Partition Evolution¶
Iceberg supports partition evolution — changing the partition layout of a table without rewriting existing data. New data is written with the new partition scheme while old data retains its original partitioning.
Get Current Partition Spec¶
Returns:
{
"success": True,
"table": "drls.db.events",
"partition_fields": [
{"field": "ts", "transform": "day"},
]
}
Add Partition Field¶
Add a new partition field with an optional transform:
from drls.iceberg import add_partition_field
# Identity partition (no transform)
add_partition_field(spark, "drls.db.events", field="region")
# With transform
add_partition_field(spark, "drls.db.events", field="ts", transform="month")
Parameters:
| Parameter | Type | Required | Description |
|---|---|---|---|
spark |
SparkSession |
Yes | Active Spark session |
table |
str |
Yes | Fully qualified table name |
field |
str |
Yes | Column name to partition by |
transform |
str \| None |
No | Partition transform (see below) |
Supported Transforms¶
| Transform | Description | Example |
|---|---|---|
year |
Extract year from timestamp/date | year(ts) |
month |
Extract month from timestamp/date | month(ts) |
day |
Extract day from timestamp/date | day(ts) |
hour |
Extract hour from timestamp | hour(ts) |
bucket[N] |
Hash into N buckets | bucket[16](id) |
truncate[N] |
Truncate to width N | truncate[4](name) |
| (none) | Identity (use column value as-is) | region |
Drop Partition Field¶
Remove a partition field:
from drls.iceberg import drop_partition_field
drop_partition_field(spark, "drls.db.events", field="region")

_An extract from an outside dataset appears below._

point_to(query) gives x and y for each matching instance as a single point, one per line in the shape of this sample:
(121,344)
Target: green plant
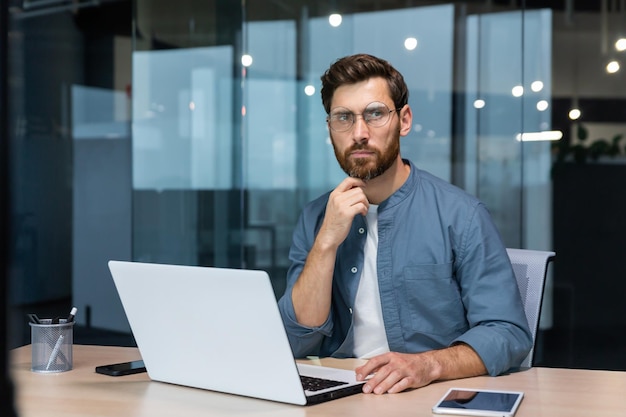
(584,150)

# Drop a transformed partition
drop_partition_field(spark, "drls.db.events", field="ts", transform="month")
Note
Dropping a partition field does not rewrite existing data. Old files retain their original partitioning, while new files are written without the dropped partition.
Example: Evolving Partitions¶
import ray
import drls
from drls.iceberg import add_partition_field, drop_partition_field, get_partition_spec
ray.init()
spark = drls.init_spark("partition-demo", 1, 1, "512M",
iceberg_catalog="hadoop",
iceberg_warehouse="/tmp/warehouse")
spark.sql("""
CREATE TABLE drls.db.logs (
ts TIMESTAMP, level STRING, message STRING
) USING iceberg
""")
# Start with daily partitioning
add_partition_field(spark, "drls.db.logs", field="ts", transform="day")
# Later, switch to hourly for higher granularity
drop_partition_field(spark, "drls.db.logs", field="ts", transform="day")
add_partition_field(spark, "drls.db.logs", field="ts", transform="hour")
# Check the result
spec = get_partition_spec(spark, "drls.db.logs")
print(spec)
drls.stop_spark()
ray.shutdown()